Nizam menunduk murung di kursi kemudinya. Baru kali ini dia melihat gadis setegar dan seceria Zahro menangis. Sepertinya gadis itu amat terluka oleh sikap Nizam. Pria itu amat menyesalkan perbuatannya. "Ya Allah, jika aku sudah melukai hatinya. Aku mohon, sembuhkan lukanya," batinnya.
Nizam pun melajukan kendaraannya kembali menuju kantor. Namun, sesampainya di kantor, Nizam malah tidak bisa mengerjakan apa-apa, sebab selalu terbayang-bayang wajah sedih Zahro.
Jika saja perasaan memiliki warna, mungkin Zahro akan paham bagaimana perasaan Nizam. Gadis itu akan tahu apa yang tengah dirasakan pemuda yang dicintainya. "Aku memang bodoh," keluh Nizam seraya memijat pangkal hidung.
Tiba-tiba saja ponsel Nizam berdering, lalu segera diangkat. "Assalamualaikum. Pak Tatang, ada apa? Apa sudah selesai?"
"Wa'alaikumussalam warahmatullahi wabarakatuh. Belum, Pak. Saya dan anak-anak baru menimbang separuh barang saja. Tapi, sepertinya kami nggak bisa mengangkut hari ini, Pak. Anak-anak sudah kelelahan."
"Baik, Pak. Nggak apa-apa, kalian selesaikan dulu penimbangan dan angkut saat nanti sudah selesai. Jadi, berapa berat yang sudah dihitung hari ini?"
"Total 70 ton, Pak. Itu termasuk besi beton, plat, dan pipa."
"Oke. Selesai nanti, segera kirimkan data-datanya ke saya."
"Siap, Pak."
Jam sudah menunjukan pukul 5 sore kala Nizam melihat penghitung waktu di dinding. "Sudah saatnya aku pulang."
Sesampainya di rumah, Nizam pun merebahkan tubuh penatnya. Dia ingin beristirahat sebentar. Namun, Nizam malah ketiduran. 30 puluh menit kemudian, dia kembali terbangun. "Ya Allah, mimpi itu lagi."
Nizam memimpikan akad nikahnya bersama Zahro. Hatinya kian bimbang saat ini. Kenapa Nizam terus memimpikan pernikahan mereka? Apa karena dia amat mengharapkan bisa berjodoh dengan Zahro? Apa mungkin itu pengaruh dari alam bawah sadarnya? Atau Allah mencoba memberikan petunjuk jodoh untuknya? Mungkinkah wanita itu adalah Zahro? Benak Nizam dipenuhi tanda tanya.

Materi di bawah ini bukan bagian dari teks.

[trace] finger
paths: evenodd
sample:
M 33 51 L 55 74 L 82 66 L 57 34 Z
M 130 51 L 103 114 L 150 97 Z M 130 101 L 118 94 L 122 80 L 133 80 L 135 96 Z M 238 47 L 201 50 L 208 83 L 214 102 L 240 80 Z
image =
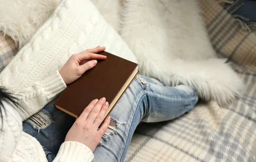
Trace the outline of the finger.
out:
M 81 65 L 84 65 L 84 64 L 86 63 L 86 62 L 87 62 L 88 61 L 88 60 L 83 60 L 79 64 L 79 65 L 81 66 Z
M 94 60 L 104 60 L 106 59 L 107 57 L 102 54 L 96 54 L 92 53 L 87 53 L 82 52 L 78 54 L 79 57 L 79 63 L 84 60 L 88 60 L 89 59 Z
M 78 118 L 78 119 L 81 119 L 83 120 L 85 120 L 87 119 L 88 116 L 89 115 L 90 113 L 92 111 L 93 107 L 96 105 L 97 102 L 99 100 L 98 99 L 95 99 L 90 102 L 90 103 L 89 104 L 88 106 L 84 110 L 82 114 L 80 115 L 80 116 Z
M 109 123 L 110 123 L 110 117 L 108 117 L 104 121 L 104 123 L 101 127 L 98 130 L 98 132 L 99 134 L 99 136 L 102 137 L 104 133 L 106 132 L 107 129 L 108 129 L 108 127 L 109 125 Z
M 81 71 L 80 71 L 81 74 L 84 74 L 84 72 L 94 67 L 97 64 L 97 60 L 93 60 L 87 61 L 84 64 L 79 66 L 79 68 L 80 68 Z
M 93 125 L 95 125 L 97 128 L 99 126 L 99 125 L 101 124 L 104 119 L 104 117 L 106 115 L 106 112 L 108 108 L 108 102 L 105 102 L 104 105 L 102 106 L 99 115 L 96 117 Z
M 98 101 L 94 107 L 93 107 L 93 108 L 87 118 L 87 121 L 89 123 L 92 124 L 93 123 L 94 120 L 95 120 L 95 119 L 96 119 L 96 117 L 99 115 L 99 113 L 103 104 L 105 103 L 105 101 L 106 101 L 105 97 L 102 98 L 101 99 Z
M 94 54 L 97 54 L 99 52 L 102 52 L 102 51 L 105 51 L 106 47 L 101 47 L 99 45 L 91 49 L 87 49 L 85 51 L 87 52 L 94 53 Z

Nizam memang ingin menikah, tetapi tidak dengan Zahro. Dia ingin menikahi wanita yang bernasib sama sepertinya. Sama-sama mengidap virus yang sama. Akan zalim kalau dia yang memiliki penyakit menular dan berbahaya kalau sampai menikahi wanita yang sehat. Nizam tidak mau menjangkiti siapapun, mengorbankan hidup siapapun demi kepentingannya.
Jika tidak ada wanita seperti yang diinginkannya, biarlah dia menyendiri sampai mati. Toh, umurnya mungkin tidak akan lama lagi. Mimik wajah Nizam berubah sendu.